ExtraOpt: Cross-Entropy -based Hybrid Optimization
In Laurae2/Laurae: Advanced High Performance Data Science Toolbox for R

Description Usage Arguments Value Examples

This function allows to optimize for any input value: continuous, ordinal, discrete/categorical. Simplex-constrained-type optimization is not yet implemented (mutlivariate constraints which are not univariate constraints are not yet implemented). It tries to keep the discrete distribution, and as such, can be used to reduce dimensionality of supervised machine learning model (feature selection) while optimizing the performance. To get an overview of how to structure your functions to use (you need 3!!), check .ExtraOpt_trainer, .ExtraOpt_estimate, and .ExtraOpt_prob. For plotting, check .ExtraOpt_plot for an example.

ExtraOpt(f_train = .ExtraOpt_trainer, ..., f_est = .ExtraOpt_estimate,
  f_prob = .ExtraOpt_prob, preInit = NULL, Ninit = 50L, Nmax = 200,
  Nimprove = 10, elites = 0.9, max_elites = 150, tested_elites = 5,
  elites_converge = 10, CEmax = 200, CEiter = 20, CEelite = 0.1,
  CEimprove = 3, CEexploration_cont = 2, CEexploration_disc = c(2, 5),
  CEexploration_decay = 0.98, maximize = TRUE, best = NULL,
  cMean = NULL, cSD = NULL, cOrdinal = NULL, cMin = NULL, cMax = NULL,
  cThr = 0.001, dProb = NULL, dThr = 0.999, priorsC = NULL,
  priorsD = NULL, errorCode = -9999, autoExpVar = FALSE,
  autoExpFile = NULL, verbose = 1, plot = NULL, debug = FALSE)

`f_train`	Type: function. The training function which returns at the end the loss. All arguments provided to `ExtraOpt` in `...` are provided to `f_train`. Defaults to `.ExtraOpt_trainer`, which is a sample xgboost trainer.
`...`	Type: any. Arguments to pass to `f_train`.
`f_est`	Type: function. The estimator supervised machine learning function for the variables to optimize. It must return a list with `Model` as the model to use for `f_prob`, and the `Error` as the loss of the estimator model. Defaults to `.ExtraOpt_estimate`, which is a sample xgboost variable estimator.
`f_prob`	Type: function. The predictor function for the supervised machine learning function. It takes the model from `f_est` and a prior vector as inputs, and returns the predicted loss from `f_est`. Defaults to `.ExtraOpt_prob`, which is a sample xgboost estimator prediction.
`preInit`	Type: boolean. Whether a prior list is already computed to be used instead of the initiailzation. Set Ninit accordingly if you use a pre-initialized priors matrix. Defaults to `NULL`.
`Ninit`	Type: integer. The initialization amount. It is best to use at least 2 times the number of initialization vs the number of variables. For instance, 50 features should require `Ninit = 100`, even if it does not guarantee a best result.

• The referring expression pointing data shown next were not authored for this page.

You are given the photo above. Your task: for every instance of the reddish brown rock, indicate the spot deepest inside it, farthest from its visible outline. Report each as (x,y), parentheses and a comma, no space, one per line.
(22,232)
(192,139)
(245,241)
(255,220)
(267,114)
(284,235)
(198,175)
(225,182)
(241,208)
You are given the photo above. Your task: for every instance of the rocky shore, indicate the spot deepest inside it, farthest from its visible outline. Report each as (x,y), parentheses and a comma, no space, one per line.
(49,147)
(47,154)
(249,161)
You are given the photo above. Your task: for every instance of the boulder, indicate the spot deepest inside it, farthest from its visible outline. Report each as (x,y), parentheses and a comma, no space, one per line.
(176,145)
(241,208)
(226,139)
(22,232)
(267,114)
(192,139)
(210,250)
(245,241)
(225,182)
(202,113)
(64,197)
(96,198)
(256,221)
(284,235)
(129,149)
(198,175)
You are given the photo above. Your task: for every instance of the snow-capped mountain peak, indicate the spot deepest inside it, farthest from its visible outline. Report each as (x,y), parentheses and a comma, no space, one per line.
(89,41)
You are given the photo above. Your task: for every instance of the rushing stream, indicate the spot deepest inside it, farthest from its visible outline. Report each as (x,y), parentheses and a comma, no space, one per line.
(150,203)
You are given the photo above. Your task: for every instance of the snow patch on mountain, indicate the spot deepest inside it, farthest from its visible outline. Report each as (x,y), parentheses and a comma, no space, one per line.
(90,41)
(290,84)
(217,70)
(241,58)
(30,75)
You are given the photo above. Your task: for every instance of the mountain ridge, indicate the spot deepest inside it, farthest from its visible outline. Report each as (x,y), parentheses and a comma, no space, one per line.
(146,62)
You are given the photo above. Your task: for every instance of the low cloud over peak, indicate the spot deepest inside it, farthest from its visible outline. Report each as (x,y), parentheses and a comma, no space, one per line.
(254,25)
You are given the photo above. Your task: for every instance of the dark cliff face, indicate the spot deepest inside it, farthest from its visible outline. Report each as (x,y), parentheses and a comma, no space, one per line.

`Nmax`	Type: integer. The maximum number of iterations alloted to optimize the variables provided against the loss. Once this amount of iterations is reached (excluding error code iterations), the function stops. Defaults to `200`.

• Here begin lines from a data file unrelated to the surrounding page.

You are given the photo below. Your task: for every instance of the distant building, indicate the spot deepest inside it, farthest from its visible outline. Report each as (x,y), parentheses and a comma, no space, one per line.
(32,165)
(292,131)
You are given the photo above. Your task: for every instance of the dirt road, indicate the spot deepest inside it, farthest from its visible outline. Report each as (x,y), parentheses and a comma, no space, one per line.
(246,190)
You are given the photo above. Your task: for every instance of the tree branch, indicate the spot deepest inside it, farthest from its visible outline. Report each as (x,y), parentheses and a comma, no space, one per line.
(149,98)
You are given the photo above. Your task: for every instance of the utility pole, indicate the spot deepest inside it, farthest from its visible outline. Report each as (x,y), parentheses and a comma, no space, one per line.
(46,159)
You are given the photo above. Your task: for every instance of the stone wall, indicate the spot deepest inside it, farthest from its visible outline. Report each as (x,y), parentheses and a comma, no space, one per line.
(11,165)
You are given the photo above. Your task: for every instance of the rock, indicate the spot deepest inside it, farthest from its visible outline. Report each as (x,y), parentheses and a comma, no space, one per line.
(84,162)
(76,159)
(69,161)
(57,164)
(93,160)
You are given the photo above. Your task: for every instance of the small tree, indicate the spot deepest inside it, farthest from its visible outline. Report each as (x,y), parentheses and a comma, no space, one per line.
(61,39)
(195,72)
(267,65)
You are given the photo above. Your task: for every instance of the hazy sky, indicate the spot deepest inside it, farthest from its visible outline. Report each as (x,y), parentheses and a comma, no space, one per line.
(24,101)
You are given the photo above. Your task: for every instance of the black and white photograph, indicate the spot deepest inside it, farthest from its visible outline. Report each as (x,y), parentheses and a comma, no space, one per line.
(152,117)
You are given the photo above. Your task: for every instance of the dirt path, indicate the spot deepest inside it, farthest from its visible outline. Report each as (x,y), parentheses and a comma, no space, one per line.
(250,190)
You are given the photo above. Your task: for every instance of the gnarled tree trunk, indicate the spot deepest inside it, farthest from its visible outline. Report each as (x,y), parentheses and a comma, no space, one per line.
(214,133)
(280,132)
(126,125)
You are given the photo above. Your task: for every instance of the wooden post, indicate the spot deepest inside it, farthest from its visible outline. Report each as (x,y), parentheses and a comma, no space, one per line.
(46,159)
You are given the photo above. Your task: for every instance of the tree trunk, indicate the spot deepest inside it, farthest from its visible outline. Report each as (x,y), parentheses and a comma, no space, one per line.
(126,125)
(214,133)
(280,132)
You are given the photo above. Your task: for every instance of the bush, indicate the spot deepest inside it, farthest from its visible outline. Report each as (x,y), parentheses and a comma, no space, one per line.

`Nimprove`	Type: integer. The maximum number of iterations alloted to optimize without improvements. Defaults to `10`.
`elites`	Type: numeric. The percentage of iteration samples retained in the parameter estimator. The larger the `elites`, the lower the ability to get stuck at a local optima. However, a very low elite amount would get quickly stuck at a local optima and potentially overfit. After the initialization, a minimum of 5 sampled elites is mandatory. For instance, if `Ninit = 100`, then `elites >= 0.05`. It should do be higher than `1`. If the sampling results in a decimal-valued numeric, it will take the largest value. If the sampling results in a lower than `5` numeric, it will shrink back to `5`. Defaults to `0.90`.
`max_elites`	Type: integer. The maximum allowed number of elite samples. Setting this value low increases the convergence speed, at the expense of exploration. It is not recommended to increase it over `5000` as it will slow down severely the next prior optimization. When elites have the same loss, the elite which was computed the earliest takes precedence over all others identical-loss elites (even if their parameters are different). Defaults to `150`.

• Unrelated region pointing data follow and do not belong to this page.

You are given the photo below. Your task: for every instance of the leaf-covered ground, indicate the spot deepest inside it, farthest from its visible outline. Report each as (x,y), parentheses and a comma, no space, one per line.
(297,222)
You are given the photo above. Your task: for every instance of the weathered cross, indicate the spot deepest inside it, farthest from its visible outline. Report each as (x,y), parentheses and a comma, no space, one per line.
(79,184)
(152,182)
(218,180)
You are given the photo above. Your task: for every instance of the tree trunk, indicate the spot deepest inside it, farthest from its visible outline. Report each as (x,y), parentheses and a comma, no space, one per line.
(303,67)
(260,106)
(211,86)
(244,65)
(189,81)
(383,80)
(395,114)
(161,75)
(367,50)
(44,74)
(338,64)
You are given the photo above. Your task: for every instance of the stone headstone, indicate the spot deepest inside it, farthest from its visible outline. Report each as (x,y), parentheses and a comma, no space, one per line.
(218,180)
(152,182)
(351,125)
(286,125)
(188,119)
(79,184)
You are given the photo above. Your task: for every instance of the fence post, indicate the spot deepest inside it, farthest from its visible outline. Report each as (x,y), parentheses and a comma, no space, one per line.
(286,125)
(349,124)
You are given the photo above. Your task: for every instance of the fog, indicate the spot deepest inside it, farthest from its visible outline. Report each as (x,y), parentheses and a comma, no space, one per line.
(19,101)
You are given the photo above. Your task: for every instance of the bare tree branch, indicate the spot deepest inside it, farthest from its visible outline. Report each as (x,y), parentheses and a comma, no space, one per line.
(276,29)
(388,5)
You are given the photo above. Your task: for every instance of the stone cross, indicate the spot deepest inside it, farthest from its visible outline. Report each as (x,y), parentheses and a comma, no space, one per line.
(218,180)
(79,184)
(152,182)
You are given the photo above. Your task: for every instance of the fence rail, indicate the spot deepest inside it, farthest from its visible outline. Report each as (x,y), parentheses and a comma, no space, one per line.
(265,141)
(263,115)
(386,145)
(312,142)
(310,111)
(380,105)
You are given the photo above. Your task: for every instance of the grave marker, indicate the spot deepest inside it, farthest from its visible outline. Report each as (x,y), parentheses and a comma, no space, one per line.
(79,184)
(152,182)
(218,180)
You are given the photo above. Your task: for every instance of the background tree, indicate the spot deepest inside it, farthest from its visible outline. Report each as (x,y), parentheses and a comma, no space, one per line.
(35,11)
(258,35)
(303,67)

`tested_elites`	Type: integer. The number of elites tested at the same time when trying to find new values. A high value increases the space exploration at the expense of convergence speed. Minimum of `1` for small steps but fast convergence speed, supposing the initialization with good enough. Defaults to `5`.
`elites_converge`	Type: integer. The number of elites to use to assess convergence via `cThr` and `dThr`. The larger the `elites_converge`, the tighter the convergence requirements. It cannot be higher than the number of `tested_elites`. Defaults to `10`.
`CEmax`	Type: integer. The maximum alloted swarm for Cross-Entropy optimization of variables post-initialization. The higher the more accurate the potential convergence, but potentially lowers the the exploration space and increases heavily the computation time. Defaults to `200`.
`CEiter`	Type: integer. The maximum alloted iterations for Cross-Entropy optimization of variables post-initialization. The higher the more accurate the potential convergence, but potentially lowers the exploration space and increases heavily the computation time. Defaults to `20`.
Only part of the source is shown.